Once defined, the behavior is as follows:

 

  • Outbound Traffic Routing: All HTTP and HTTPS traffic is redirected through the proxy server, often using tunneling methods (e.g., HTTP CONNECT).
  • DNS Resolution Shift: The proxy, not the local device, resolves domain names—bypassing internal DNS logging and threat intelligence correlation.
  • Destination Obfuscation: To enterprise firewalls, CASBs, and Secure Web Gateways, the endpoint appears to connect only to the proxy—not to actual external services.
  • Encrypted Traffic Concealment: If the proxy does not participate in the organization’s SSL inspection chain, encrypted traffic remains opaque and unlogged.
  • System-Level Impact: When configured at the OS level, the proxy may affect all applications—not just browsers—expanding the anti-forensic footprint to tools such as command-line utilities, development environments, or exfiltration scripts.

 

Proxy settings may be configured through user interfaces, system preferences, environment variables, or policy files—none of which necessarily require administrative privileges unless endpoint controls are in place.

 

This technique is especially potent in organizations with reliance on DNS logs, web filtering, or SSL interception as primary visibility mechanisms. It fractures investigative fidelity and should be escalated when observed in unauthorized contexts.

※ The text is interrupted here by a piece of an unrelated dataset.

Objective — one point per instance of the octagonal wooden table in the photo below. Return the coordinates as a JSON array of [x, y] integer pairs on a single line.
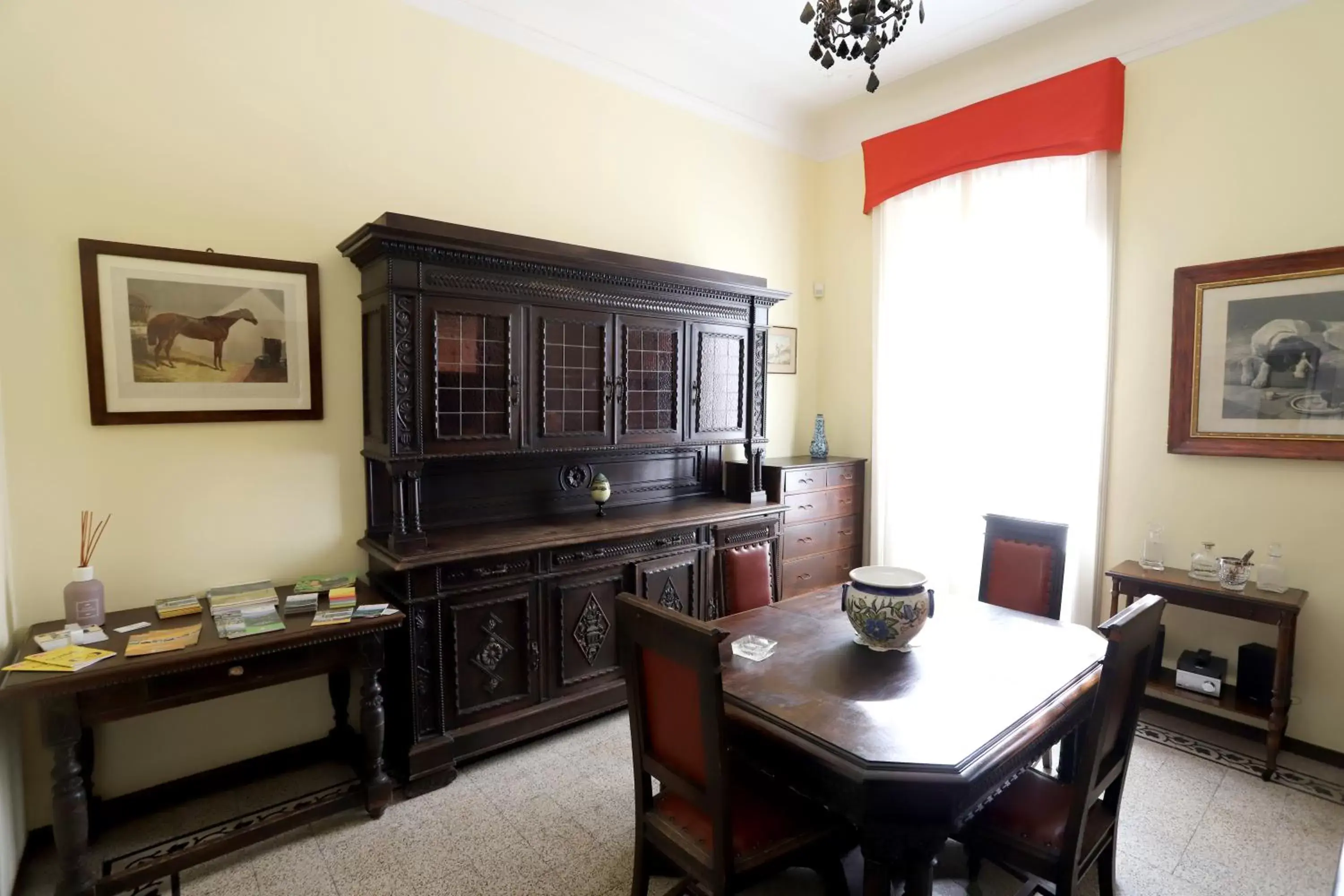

AF029.003Use of Browser-Based VPN Extensions

The subject installs and activates browser-based VPN or proxy extensions (such as Hola VPN, Browsec, or ZenMate) to anonymize specific web activity while avoiding host-level detection or access restrictions. These lightweight tools require no administrative privileges and often evade traditional endpoint controls, allowing subjects to selectively obscure browsing sessions, bypass content filtering, or access external services undetected.

 

Unlike full-system VPN clients, browser-based VPNs operate at the application layer, making them more difficult to inventory, log, or control using conventional network or endpoint defenses. Their use complicates investigative visibility into user intent, session content, and destination domains, particularly when paired with HTTPS encryption or private browsing modes. This technique represents a form of network anti-forensics intended to obscure subject behavior with minimal system footprint or oversight.